Jonathan Loynes Economist

The yield on Spain's 10-year bond has risen to 5.61%, compared with 4.9% a month ago and on Wednesday, the country raised 2.6bn euros from investors in mid-term loans, almost at the bottom end of what it was seeking.

Mr Draghi said that there were still risks related to a renewed intensification of tensions in euro-area debt markets. However, he said that he expected the economy to grow modestly over 2012.

He warned the eurozone's governments, without singling any out, that they must honour their commitment to reducing and containing debt.
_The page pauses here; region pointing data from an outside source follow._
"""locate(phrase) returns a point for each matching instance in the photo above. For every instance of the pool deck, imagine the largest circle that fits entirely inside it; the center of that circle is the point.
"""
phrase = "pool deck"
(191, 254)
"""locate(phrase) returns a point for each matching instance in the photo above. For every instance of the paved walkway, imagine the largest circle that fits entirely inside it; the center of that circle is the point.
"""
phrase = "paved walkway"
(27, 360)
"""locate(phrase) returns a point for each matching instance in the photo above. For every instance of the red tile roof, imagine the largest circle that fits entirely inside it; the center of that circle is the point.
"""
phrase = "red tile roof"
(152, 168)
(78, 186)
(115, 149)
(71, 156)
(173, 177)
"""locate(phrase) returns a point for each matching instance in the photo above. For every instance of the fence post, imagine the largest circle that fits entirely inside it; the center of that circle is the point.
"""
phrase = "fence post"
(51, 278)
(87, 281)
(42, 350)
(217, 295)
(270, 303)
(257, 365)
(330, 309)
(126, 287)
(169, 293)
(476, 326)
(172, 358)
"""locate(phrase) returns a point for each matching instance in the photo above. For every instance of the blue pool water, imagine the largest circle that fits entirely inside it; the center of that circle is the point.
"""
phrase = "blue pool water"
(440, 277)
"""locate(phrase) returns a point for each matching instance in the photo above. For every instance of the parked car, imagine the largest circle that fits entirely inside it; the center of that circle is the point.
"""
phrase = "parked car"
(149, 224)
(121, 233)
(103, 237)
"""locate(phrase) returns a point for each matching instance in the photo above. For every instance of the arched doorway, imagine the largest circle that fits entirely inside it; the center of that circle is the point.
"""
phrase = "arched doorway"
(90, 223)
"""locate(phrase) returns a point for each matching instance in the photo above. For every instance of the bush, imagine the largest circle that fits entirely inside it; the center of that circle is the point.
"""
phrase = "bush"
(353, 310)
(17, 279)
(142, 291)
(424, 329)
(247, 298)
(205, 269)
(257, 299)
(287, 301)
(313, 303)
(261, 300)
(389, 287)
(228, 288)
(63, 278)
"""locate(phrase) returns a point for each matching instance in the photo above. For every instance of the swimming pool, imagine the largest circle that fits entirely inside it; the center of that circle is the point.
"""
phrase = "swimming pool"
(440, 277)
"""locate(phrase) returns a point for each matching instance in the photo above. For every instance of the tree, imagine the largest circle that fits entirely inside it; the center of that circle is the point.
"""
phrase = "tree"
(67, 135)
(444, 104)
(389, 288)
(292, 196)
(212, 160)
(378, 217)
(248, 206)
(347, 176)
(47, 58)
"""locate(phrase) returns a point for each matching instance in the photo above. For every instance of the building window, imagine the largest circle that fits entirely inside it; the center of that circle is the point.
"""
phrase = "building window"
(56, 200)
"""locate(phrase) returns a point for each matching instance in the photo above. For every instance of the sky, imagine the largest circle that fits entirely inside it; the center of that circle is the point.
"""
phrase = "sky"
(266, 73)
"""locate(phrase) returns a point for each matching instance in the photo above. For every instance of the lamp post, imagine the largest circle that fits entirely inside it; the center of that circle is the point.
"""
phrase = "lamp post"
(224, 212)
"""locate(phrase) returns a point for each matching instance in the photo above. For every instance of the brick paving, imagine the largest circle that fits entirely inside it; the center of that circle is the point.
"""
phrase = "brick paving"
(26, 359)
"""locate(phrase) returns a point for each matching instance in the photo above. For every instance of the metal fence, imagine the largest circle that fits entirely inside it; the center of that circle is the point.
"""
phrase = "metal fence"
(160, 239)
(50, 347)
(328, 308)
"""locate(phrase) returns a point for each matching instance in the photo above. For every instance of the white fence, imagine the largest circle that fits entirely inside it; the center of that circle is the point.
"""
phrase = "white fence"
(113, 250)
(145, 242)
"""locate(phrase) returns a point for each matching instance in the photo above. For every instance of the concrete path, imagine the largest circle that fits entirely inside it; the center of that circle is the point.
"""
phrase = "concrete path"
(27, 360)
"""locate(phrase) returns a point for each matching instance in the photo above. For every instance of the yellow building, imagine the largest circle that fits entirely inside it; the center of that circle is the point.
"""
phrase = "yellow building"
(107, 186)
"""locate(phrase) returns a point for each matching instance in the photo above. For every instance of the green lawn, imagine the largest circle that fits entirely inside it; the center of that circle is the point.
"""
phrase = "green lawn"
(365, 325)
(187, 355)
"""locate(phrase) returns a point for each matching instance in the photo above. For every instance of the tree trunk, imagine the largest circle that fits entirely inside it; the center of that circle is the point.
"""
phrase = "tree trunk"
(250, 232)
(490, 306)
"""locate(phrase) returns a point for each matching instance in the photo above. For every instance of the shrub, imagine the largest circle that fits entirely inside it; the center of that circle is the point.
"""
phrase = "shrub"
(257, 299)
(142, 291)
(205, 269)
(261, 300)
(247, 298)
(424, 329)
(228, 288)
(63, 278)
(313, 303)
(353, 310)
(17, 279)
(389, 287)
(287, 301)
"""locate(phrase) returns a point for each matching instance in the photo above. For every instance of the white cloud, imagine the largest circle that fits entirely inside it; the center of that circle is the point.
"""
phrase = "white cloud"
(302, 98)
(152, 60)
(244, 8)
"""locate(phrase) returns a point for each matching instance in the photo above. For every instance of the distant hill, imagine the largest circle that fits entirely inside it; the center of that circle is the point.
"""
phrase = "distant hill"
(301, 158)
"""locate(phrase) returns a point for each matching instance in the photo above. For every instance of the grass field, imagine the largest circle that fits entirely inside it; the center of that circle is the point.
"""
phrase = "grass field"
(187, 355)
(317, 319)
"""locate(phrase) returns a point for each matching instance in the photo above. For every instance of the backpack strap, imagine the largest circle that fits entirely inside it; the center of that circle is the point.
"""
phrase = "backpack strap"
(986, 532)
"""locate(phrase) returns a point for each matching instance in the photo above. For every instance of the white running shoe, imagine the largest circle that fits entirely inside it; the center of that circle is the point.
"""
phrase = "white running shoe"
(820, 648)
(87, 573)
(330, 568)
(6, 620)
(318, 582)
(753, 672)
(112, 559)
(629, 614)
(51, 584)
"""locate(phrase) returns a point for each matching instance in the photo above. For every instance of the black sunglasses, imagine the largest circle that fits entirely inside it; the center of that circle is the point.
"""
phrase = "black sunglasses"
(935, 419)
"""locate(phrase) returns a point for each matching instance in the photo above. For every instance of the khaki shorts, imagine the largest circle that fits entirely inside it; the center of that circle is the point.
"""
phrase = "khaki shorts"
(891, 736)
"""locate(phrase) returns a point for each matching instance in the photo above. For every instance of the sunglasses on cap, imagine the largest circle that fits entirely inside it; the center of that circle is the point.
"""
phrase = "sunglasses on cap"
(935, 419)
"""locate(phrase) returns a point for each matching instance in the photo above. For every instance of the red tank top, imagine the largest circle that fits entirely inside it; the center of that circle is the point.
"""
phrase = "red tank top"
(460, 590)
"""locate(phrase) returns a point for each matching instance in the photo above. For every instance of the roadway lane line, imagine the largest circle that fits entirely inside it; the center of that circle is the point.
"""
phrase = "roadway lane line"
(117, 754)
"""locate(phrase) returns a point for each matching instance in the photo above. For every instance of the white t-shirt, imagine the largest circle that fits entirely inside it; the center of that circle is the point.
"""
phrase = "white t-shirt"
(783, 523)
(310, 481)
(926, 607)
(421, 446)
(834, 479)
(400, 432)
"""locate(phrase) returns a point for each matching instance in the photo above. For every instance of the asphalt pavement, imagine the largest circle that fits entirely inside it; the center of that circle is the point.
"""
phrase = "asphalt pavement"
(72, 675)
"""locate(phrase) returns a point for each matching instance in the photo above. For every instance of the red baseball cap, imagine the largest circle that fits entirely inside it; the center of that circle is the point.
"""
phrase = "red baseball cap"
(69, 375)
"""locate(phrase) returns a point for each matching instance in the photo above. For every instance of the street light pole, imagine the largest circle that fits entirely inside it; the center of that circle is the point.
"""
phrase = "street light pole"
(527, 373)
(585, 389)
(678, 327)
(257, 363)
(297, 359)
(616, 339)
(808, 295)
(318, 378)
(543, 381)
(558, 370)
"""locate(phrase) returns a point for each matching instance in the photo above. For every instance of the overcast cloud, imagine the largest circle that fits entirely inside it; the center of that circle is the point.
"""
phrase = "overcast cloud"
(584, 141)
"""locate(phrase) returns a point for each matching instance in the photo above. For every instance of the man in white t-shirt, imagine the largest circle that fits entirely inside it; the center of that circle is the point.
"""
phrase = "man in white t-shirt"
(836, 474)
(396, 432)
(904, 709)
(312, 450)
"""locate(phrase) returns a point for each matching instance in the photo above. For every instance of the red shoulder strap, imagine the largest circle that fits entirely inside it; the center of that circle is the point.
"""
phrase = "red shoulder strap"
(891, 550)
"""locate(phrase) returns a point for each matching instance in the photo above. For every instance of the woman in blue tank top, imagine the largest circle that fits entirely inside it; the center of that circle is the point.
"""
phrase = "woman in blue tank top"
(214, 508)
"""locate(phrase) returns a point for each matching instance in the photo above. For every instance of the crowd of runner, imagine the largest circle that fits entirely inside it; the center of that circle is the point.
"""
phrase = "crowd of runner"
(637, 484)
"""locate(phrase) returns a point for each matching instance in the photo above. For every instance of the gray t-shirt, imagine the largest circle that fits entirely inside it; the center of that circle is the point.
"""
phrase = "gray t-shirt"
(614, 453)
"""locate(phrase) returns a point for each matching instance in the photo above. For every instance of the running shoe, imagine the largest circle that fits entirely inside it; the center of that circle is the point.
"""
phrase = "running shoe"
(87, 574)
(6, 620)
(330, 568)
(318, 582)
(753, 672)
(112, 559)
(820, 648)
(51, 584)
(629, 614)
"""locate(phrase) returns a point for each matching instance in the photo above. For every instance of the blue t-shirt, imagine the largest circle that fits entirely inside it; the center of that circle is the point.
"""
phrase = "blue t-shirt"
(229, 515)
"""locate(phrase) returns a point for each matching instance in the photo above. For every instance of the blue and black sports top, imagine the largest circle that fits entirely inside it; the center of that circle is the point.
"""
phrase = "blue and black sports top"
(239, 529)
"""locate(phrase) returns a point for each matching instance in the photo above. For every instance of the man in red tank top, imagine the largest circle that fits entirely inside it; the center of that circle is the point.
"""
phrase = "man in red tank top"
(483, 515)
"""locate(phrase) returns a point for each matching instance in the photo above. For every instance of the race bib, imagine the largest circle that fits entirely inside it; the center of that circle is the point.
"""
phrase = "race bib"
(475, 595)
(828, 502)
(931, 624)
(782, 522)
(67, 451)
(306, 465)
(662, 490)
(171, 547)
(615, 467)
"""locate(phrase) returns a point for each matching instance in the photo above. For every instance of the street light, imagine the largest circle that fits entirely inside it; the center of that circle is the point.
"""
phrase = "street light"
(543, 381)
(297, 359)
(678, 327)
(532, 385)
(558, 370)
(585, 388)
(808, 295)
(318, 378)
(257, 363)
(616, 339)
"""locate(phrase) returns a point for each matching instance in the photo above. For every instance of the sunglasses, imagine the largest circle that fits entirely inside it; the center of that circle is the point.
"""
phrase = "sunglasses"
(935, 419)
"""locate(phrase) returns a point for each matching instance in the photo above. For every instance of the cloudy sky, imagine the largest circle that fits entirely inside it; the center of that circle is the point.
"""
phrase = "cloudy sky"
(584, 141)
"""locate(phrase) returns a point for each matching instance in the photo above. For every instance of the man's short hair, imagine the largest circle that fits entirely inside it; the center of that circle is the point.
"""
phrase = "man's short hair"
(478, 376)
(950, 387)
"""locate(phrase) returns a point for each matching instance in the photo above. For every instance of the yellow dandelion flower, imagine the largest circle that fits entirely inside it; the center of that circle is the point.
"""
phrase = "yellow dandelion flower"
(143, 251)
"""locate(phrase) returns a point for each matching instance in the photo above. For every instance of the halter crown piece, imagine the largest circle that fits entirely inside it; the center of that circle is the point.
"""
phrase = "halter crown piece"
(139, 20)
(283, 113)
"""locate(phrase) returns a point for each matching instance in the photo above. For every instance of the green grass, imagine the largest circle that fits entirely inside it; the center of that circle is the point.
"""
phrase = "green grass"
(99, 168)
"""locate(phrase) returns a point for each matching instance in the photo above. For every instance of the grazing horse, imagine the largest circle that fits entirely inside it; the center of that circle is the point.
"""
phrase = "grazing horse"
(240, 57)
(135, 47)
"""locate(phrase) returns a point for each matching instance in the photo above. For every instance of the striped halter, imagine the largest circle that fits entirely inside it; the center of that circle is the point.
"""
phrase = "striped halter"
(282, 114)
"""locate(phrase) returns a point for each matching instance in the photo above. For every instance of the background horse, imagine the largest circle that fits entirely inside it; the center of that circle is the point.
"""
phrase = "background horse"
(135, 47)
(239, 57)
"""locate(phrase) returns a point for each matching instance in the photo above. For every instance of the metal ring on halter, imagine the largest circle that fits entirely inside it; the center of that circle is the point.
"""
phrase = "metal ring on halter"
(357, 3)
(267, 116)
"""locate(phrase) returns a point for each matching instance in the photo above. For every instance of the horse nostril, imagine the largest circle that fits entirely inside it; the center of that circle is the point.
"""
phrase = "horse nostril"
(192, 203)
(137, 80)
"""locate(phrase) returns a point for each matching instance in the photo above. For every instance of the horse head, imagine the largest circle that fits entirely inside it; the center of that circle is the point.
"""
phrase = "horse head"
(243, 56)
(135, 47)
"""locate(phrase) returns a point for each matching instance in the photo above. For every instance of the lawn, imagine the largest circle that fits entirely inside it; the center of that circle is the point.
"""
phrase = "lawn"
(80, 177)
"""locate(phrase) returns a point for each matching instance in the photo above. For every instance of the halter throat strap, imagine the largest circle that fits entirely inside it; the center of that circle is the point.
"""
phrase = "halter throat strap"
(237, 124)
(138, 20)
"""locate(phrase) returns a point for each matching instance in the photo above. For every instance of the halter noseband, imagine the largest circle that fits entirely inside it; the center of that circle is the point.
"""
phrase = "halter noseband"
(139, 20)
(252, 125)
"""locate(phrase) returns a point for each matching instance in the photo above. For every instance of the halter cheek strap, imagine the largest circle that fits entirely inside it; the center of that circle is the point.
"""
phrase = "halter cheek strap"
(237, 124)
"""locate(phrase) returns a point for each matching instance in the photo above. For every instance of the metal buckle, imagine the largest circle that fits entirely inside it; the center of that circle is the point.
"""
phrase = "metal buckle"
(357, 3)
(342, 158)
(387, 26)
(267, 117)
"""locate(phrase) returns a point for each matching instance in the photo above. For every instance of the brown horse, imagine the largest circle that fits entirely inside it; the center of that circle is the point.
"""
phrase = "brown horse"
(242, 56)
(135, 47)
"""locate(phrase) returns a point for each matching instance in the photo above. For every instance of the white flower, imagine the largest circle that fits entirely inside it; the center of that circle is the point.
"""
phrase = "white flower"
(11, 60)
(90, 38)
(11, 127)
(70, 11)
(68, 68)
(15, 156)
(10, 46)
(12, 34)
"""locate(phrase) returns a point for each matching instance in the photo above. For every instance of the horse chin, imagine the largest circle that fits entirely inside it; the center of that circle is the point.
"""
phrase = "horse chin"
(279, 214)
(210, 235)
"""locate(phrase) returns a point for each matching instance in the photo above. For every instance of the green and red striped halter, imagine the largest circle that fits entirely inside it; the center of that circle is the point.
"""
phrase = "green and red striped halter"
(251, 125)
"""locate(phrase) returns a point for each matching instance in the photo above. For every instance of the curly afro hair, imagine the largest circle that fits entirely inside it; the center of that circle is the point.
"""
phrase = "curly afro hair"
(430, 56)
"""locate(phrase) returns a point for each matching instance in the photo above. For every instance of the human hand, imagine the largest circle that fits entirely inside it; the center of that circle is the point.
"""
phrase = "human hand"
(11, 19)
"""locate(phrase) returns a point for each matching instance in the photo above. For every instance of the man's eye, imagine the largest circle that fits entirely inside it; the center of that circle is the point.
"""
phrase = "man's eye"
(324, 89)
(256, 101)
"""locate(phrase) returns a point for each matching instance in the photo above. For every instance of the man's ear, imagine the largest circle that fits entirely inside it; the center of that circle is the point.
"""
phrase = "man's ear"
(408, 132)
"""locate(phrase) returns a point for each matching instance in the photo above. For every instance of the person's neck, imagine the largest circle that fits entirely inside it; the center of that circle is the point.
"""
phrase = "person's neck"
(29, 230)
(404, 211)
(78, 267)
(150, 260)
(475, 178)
"National policy-makers need to fully meet their responsibilities to ensure fiscal sustainability, to increase the adjustment capacity of product and labour markets, to enhance productivity and competitiveness, and to ensure the soundness of their financial system.

"In particular, countries which have suffered losses in cost competitiveness need to ensure sufficient wage adjustment and foster productivity growth."

Italy and Spain are trying to avoid the fate of Greece, Portugal and the Republic of Ireland by making severe cuts to public spending amid much public protest.

Jonathan Loynes, an economist at Capital Economics, found the ECB president to be "distinctly non-committal with regard to the possibility of further unconventional policy support", such as its cheap loans.

"The ECB has done its job by propping up the banks. It is now up to governments to address the bigger economic and fiscal problems facing the region," he said.